Although this traditional approach to mold remediation has been shown to be very effective, there is strong evidence that a revised cleaning process is necessary to address the potential contaminant hazards beyond mold and bacteria. Flood waters that carry chemicals, heavy metals and other dangerous materials into buildings can drive those contaminants into porous and semi-porous building components through capillary action. Surface treatments like vacuuming and damp wiping, which do not reverse this capillary action, leave a significant amount of flood residue in the structure. A foam cleaning system addresses many of these concerns because the lather consistency of the cleaning product not only increases dwell time for the anti-microbial agents, it also works to extract the contaminants from the surface of the semi-porous structural members.

The foam cleaning process has a number of explicit steps:

Testing of representative surfaces for moisture content using a moisture meter and biological contamination levels using a Bio-Reveal ATP tester.
Preparation of the structure for foam cleaning by removal of rubble left from gutting, including wall cavity insulation, nails/screws and small debris.
If there is a crawlspace, it is recommended that the sub-floor be removed so that the crawlspace can also be properly prepared by removal of rubble.
Worker preparation through the donning of splash resistant suits, respiratory protection, face shields and rubber gloves.
Preparation of the cleaning equipment by properly mixing concentrates and adjusting settings on the foamer and power wash equipment.
Application of cleaning foam to all exposed surfaces with appropriate dwell time (3-5 minutes).
Agitation of the foamed surfaces with scrub brushes for semi-porous structural materials and members, and soft brushes or wiping for finished surfaces.
Removal of cleaning chemicals and debris using a power washer with a low volume setting for structural members and squeegee/wiping for finish materials.
Removal of excess water using a wet/dry HEPA vacuum.
Installation of plastic barrier on the soil of the crawlspace, if applicable.
Drying of the structure to FEMA recommended levels (15% moisture measured in wooden studs) utilizing a combination of home heating system, natural ventilation, floor fans and commercial type dehumidifiers.
Post-cleaning testing of surfaces for biological contaminants and moisture levels.
Air washing of surfaces and contents in the isolated areas of the home using window fans and low pressure compressed air. (Identification of any visible fungal growth during air washing triggers secondary remediation.)
Surface test of contents with Bio-Tape samplers in a representative number of structures where air washing was completed.

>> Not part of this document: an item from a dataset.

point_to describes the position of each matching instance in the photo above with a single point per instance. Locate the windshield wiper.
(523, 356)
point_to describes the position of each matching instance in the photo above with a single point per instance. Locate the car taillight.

As shown by the above description, while the foam cleaning and drying process does involve a number of detailed steps, each step can be broken down into simple instructions for volunteers and easily managed by a project coordinator/team leader so that the individual activities combine into a useful cleaning regimen.

Application of the Sandy Solution

This approach to dealing with hurricane-damaged houses on the East Coast has been developed and pilot-tested by All Hands Volunteers, working in collaboration with Wonder Makers Environmental, specialists in the training and certification for environmental issues. Funding has been secured for second stage implementation, which involves development of formalized training procedures for volunteers and acquisition of equipment to scale the process such that 100 houses can be cleaned – including a mold treatment – in seven to 10 days with the proper number of volunteers and project coordinators.